By that standard anything and everything might be tainted as "unsafe", which is precisely GP's point. Whether the unsafety should be blamed on the outside code that's allowed to create a 0-valued NonZero<…> or on the code that requires this purported invariant in the first place is ultimately a matter of judgment, that people may freely disagree about.

3 comments

EDIT: A summary of this is that it is impossible to write a sound std::Vec implementation if NonZero::new_unchecked is a safe function. This is specifically because creating a value of NonZero which is 0 is undefined behavior which is exploited by niche optimization. If you created your own `struct MyNonZero(u8)`, then you wouldn't need to mark MyNonZero::new_unchecked as unsafe because creating MyNonZero(0) is a "valid" value which doesn't trigger undefined behavior.

The issue is that this could potentially allow creating a struct whose invariants are broken in safe rust. This breaks encapsulation, which means modules which use unsafe code (like `std::vec`) have no way to stop safe code from calling them with the invariants they rely on for safety broken. Let me give an example starting with an enum definition:

  // Assume std::vec has this definition
  struct Vec<T> {
    capacity: usize,
    length:   usize,
    arena:    * T
  }
  
  enum Example {
    First {
      capacity: usize,
      length:   usize,
      arena:    usize,
      discriminator: NonZero<u8>
    },
    Second {
      vec: Vec<u8>
    }
  }
Now assume the compiler has used niche optimization so that if the byte corresponding to `discriminator` is 0, then the enum is `Example::Second`, while if the byte corresponding to `discriminator` is not 0, then the enum is `Example::First` with discriminator being equal to its given non-zero value. Furthermore, assume that `Example::First`'s `capacity`, `length`, and `arena` fields are in the in the same position as the fields of the same name for `Example::Second.vec`. If we allow `fn NonZero::new_unchecked(u8) -> NonZero<u8>` to be a safe function, we can create an invalid Vec:

  fn main() {
    let evil = NonZero::new_unchecked(0);
  
    // We write as an Example::First,
    // but this is read as an Example::Second
    // because discriminator == 0 and niche optimization
    let first = Example::First {
      capacity: 9001, length: 9001,
      arena: 0x20202020,
      discriminator: evil
    }

    if let Example::Second{ vec: bad_vec } = first {
      // If the layout of Example is as I described,
      // and no optimizations occur, we should end up in here.

      // This writes 255 to address 0x20202020
      bad_vec[0] = 255;
    }
  }
So if we allowed new_unchecked to be safe, then it would be impossible to write a sound definition of Vec.
Yeah, anything can (and should) be marked unsafe if it could lead to memory safety problems.

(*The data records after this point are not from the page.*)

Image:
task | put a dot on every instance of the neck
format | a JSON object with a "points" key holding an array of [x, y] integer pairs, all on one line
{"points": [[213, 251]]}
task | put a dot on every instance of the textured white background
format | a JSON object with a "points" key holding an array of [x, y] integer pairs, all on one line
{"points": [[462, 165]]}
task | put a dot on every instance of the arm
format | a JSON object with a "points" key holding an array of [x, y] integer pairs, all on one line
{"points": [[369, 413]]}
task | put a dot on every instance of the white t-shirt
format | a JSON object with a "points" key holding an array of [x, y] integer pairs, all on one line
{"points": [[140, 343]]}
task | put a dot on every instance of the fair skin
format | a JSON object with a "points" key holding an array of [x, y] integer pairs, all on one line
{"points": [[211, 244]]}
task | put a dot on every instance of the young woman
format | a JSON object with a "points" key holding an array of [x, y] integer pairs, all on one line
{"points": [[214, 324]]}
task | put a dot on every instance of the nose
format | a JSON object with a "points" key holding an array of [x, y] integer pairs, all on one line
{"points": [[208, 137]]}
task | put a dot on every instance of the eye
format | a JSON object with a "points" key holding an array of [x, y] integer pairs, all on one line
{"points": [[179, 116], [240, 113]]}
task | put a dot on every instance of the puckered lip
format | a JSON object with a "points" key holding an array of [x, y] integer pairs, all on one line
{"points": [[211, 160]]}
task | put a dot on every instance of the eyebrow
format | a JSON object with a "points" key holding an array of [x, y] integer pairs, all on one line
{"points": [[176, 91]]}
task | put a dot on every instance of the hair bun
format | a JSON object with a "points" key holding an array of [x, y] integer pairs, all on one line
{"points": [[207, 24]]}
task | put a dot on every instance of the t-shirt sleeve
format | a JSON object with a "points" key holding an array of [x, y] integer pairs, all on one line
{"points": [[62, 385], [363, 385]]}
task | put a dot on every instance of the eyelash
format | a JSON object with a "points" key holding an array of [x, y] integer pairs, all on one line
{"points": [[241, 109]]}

And so if it potentially breaks an invariant which is relied on for memory safety, it should be marked unsafe (conversely, code should not rely on an unchecked, safe condition for memory safety). That's basically how it works, Rust has the concept of unsafe functions so that libraries can communicate to users about what can and can't be relied on to keep memory safety without manual checking. This requires a common definition of 'safe', but it then means there isn't any argument about where the bug is: if the invariant isn't enforced by the compiler in safe code, then other code should not rely on it. If it is, then the bug is in the unsafe code that broke the invariant.
> Whether the unsafety should be blamed on the outside code that's allowed to create a 0-valued NonZero<…> or on the code that requires this purported invariant in the first place is ultimately a matter of judgment, that people may freely disagree about.

It's not, though. NonZero<T> has an invariant that a zero value is undefined behavior. Therefore, any API which allows for the ability to create one must be unsafe. This is a very straightforward case.